عزل خلايا ثديية جذعية سرطانية من سرطانات ثدي أولية و تكثيرها و تنميطها : تأسيس نموذج لتقييم الاستجابة لأدوية المعالجة الكيميائية

Abstract EN

Background: Recent years have witnessed mounting interest in cancer stem cells (CSCs) research due to their unique characteristics including self-renewal, promoting metastasis, and resisting radio- and chemotherapies.

High percentage of CSCs in tumor mass is linked to poor prognosis, relapse and metastasis.

These properties have led to recognizing CSCs as promising therapeutic targets and necessitated the establishment of in vitro cellular models that preserve the original characteristics of CSCs, i.e.

their ability to resist chemotherapy, self-renew and differentiate into heterogeneous cellular populations within the tumor mass.

Objective: This study aims at establishing a CSC cellular model that enables evaluating new chemotherapeutics and/or combinatorial therapies of currently existing agents.

Methods: We cultured tumor cells obtained from primary breast tumors of Syrian patients.

This step was followed by isolating single clones by means of serial dilution.

A stem cell population was characterized based on their morphology and surface antigen profile (CD44+/high/CD24-/low) using flow cytometry.

Enriched CSCs were cultured in both adherent and non-adherent conditions.

The viability of CSCs was evaluated after cryopreservation in liquid nitrogen.

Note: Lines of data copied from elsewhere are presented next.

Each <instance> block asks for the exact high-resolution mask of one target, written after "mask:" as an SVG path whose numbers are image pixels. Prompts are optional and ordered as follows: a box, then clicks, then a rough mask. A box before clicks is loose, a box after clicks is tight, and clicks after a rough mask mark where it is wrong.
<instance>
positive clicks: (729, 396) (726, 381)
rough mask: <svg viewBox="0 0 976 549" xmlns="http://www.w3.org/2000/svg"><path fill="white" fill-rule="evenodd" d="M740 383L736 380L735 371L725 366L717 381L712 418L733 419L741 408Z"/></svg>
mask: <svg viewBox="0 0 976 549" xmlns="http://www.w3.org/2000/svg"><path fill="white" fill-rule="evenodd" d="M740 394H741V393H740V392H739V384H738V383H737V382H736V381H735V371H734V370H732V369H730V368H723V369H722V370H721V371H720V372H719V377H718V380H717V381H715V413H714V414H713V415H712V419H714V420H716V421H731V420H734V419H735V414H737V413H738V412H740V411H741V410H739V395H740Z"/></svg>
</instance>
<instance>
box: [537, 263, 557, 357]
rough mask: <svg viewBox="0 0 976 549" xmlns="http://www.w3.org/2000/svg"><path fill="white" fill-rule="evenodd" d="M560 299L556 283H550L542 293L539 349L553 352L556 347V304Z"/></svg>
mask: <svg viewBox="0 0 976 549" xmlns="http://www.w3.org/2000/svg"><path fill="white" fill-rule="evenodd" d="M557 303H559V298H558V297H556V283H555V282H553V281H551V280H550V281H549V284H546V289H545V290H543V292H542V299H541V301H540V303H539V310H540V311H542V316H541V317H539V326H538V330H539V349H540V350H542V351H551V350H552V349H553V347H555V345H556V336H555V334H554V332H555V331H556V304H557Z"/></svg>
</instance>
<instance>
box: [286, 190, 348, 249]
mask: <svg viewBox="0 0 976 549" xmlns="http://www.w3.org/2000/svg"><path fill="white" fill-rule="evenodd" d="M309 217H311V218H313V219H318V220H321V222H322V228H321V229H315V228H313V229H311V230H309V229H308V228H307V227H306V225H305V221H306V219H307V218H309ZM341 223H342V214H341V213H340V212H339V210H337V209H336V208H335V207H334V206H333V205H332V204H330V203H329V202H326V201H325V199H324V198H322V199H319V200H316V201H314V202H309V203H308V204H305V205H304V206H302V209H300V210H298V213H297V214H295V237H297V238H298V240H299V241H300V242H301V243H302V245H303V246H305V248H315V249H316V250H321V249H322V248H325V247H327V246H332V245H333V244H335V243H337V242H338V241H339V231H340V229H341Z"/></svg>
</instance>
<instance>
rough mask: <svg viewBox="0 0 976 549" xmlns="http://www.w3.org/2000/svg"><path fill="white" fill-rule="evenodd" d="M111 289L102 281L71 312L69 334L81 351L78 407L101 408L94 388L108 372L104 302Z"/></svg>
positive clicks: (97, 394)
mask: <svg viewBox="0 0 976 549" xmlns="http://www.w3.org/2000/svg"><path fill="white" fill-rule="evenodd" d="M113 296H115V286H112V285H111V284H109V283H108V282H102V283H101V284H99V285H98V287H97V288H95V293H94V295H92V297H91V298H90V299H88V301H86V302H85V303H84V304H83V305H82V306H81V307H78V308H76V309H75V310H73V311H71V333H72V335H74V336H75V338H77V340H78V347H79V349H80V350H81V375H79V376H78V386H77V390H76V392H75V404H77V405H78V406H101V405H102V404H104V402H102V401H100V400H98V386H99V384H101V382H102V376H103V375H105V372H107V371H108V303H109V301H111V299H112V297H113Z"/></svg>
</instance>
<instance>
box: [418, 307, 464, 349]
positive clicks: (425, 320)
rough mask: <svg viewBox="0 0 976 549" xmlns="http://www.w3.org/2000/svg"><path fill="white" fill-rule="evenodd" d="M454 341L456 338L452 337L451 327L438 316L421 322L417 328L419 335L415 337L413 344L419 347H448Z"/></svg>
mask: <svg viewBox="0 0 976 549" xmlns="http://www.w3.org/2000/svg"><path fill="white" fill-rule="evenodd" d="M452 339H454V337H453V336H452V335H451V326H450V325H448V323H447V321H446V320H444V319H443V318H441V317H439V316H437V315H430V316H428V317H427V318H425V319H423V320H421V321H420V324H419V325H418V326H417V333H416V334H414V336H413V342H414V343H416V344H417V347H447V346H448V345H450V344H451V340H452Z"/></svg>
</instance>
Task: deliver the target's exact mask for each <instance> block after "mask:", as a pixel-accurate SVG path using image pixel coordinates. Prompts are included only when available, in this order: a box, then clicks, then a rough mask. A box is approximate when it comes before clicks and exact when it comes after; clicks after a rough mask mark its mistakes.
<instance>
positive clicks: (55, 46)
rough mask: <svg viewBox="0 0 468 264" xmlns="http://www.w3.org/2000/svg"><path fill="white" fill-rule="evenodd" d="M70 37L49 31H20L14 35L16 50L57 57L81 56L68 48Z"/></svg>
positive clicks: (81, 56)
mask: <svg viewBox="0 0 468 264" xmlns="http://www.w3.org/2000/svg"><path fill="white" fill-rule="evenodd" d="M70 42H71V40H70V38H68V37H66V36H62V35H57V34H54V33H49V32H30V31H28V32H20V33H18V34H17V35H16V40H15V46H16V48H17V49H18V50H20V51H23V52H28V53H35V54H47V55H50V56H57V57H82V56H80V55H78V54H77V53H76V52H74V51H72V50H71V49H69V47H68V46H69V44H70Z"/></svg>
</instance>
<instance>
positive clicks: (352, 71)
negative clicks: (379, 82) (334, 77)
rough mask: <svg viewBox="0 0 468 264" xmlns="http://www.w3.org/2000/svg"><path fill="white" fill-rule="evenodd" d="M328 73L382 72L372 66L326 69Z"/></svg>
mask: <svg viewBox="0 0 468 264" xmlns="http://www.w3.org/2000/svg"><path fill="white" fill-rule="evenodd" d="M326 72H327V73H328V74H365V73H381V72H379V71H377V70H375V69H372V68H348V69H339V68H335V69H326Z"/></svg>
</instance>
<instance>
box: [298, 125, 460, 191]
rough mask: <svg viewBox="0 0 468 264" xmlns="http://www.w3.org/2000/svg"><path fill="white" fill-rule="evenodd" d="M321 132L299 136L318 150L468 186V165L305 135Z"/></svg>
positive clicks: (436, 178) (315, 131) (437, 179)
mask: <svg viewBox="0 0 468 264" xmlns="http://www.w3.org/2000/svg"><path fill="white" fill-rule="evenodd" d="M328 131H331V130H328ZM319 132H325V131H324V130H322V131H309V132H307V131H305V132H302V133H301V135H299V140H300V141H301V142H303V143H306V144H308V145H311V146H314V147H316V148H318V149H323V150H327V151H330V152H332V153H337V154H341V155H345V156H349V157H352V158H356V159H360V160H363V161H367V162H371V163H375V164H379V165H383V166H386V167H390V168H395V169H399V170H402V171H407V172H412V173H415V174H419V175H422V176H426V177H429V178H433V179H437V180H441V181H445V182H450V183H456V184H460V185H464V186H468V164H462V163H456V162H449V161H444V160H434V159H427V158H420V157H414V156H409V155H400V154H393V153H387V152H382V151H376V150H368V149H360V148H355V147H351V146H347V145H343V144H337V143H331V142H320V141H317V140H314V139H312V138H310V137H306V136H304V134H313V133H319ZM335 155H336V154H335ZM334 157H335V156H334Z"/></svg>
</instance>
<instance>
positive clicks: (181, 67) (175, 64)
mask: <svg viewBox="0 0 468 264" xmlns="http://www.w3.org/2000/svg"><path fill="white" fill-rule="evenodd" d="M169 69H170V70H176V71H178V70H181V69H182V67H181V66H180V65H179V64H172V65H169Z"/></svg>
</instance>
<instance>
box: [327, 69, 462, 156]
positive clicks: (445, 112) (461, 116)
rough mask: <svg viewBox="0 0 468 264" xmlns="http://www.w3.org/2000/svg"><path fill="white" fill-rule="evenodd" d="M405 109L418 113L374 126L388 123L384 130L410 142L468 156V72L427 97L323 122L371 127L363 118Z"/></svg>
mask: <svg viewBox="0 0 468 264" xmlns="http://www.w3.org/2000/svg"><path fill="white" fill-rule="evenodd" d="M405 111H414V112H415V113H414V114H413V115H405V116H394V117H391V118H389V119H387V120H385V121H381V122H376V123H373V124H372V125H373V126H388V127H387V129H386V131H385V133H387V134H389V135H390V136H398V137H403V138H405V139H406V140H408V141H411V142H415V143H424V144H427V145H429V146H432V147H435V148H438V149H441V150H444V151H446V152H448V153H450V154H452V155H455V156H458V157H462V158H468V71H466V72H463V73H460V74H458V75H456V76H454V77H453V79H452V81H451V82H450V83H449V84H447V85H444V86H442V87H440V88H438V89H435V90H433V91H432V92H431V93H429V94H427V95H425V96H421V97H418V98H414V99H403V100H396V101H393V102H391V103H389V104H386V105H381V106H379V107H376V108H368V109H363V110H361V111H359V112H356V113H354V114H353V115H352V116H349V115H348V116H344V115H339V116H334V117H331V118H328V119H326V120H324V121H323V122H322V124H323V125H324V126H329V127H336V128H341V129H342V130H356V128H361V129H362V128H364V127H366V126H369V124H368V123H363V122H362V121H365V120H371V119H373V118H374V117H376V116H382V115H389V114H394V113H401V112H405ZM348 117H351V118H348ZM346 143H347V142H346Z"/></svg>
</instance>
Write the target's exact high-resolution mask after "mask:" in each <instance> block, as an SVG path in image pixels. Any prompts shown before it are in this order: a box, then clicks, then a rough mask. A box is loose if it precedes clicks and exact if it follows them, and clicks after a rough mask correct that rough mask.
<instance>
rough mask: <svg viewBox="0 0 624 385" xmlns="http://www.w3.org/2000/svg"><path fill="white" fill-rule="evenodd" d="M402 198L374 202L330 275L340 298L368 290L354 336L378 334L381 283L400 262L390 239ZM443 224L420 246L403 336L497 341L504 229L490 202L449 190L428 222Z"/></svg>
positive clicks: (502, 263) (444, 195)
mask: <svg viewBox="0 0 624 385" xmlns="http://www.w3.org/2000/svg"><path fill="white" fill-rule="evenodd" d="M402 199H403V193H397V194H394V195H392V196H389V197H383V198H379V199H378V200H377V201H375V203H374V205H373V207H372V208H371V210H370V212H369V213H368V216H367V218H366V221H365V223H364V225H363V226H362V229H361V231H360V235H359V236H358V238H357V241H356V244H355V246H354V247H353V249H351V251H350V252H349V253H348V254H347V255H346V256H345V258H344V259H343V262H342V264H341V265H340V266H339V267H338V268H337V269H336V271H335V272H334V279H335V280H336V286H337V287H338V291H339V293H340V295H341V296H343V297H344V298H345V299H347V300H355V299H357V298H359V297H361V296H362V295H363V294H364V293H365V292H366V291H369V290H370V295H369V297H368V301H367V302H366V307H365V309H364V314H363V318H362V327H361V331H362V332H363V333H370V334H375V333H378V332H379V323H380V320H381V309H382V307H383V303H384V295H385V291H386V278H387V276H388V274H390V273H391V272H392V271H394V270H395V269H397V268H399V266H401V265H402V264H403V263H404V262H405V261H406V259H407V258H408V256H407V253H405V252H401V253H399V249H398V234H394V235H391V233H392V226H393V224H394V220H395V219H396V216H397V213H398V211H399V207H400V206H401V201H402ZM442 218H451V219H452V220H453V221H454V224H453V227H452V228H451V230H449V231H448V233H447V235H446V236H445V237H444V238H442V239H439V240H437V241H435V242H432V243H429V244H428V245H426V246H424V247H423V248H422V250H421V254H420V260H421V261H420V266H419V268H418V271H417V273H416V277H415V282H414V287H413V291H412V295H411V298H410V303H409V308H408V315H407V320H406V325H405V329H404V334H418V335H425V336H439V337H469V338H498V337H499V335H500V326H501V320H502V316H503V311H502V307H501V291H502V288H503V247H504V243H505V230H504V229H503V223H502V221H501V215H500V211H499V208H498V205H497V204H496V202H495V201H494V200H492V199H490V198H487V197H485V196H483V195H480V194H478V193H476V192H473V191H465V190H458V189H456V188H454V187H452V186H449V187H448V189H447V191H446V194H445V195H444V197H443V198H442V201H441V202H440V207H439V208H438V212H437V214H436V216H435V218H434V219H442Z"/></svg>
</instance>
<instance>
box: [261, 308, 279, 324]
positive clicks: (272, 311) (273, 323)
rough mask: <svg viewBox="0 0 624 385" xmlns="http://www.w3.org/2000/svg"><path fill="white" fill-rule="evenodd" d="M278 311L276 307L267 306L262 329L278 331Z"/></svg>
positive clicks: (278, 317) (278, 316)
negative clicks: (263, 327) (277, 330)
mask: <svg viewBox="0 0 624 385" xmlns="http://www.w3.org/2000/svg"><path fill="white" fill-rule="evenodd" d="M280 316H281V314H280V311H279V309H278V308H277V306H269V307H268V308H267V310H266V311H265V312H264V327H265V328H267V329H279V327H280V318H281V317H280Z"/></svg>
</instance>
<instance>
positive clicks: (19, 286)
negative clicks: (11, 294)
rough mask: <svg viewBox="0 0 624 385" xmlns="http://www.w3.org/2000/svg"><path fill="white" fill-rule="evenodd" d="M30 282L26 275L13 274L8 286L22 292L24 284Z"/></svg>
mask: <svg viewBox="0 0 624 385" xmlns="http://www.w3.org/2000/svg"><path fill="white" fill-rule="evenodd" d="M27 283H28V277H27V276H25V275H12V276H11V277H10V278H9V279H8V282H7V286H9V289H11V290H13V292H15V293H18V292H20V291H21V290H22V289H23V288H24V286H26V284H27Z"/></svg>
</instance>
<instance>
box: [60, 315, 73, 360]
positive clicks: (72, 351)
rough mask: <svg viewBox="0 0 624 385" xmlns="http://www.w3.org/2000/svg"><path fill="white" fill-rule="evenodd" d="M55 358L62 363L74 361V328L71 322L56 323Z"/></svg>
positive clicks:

Results: In this study, we were able to isolate CSCs from primary breast tumors with approximately 99% purity and well-preserved CSC characteristics including: i) CD44high/CD24-/low profile, ii) ability to form tumorspheres in non-adherent/ultra-low adherence conditions, iii) and ability to resist chemotherapeutic agents in comparison with breast tumor non-stem cells.

Conclusions: Our findings reveal the establishment of a cellular model that preserves the original characteristics of cancer stem cells.

This model may serve as a research tool needed in the efforts to identify the molecular and cellular mechanisms underlying breast cancer resistance to chemo-therapeutics and/or involvement in metastasis.

Furthermore, this model might enable evaluating new therapeutic agents or combinatorial therapeutics and/or enhancing the currently approved treatment strategies.

Comparative assessment of the effectiveness of drug combinations targeting the different heterogeneous tumor cell populations, i.e.

non-stem as well as stem cells, is an obvious application of this model.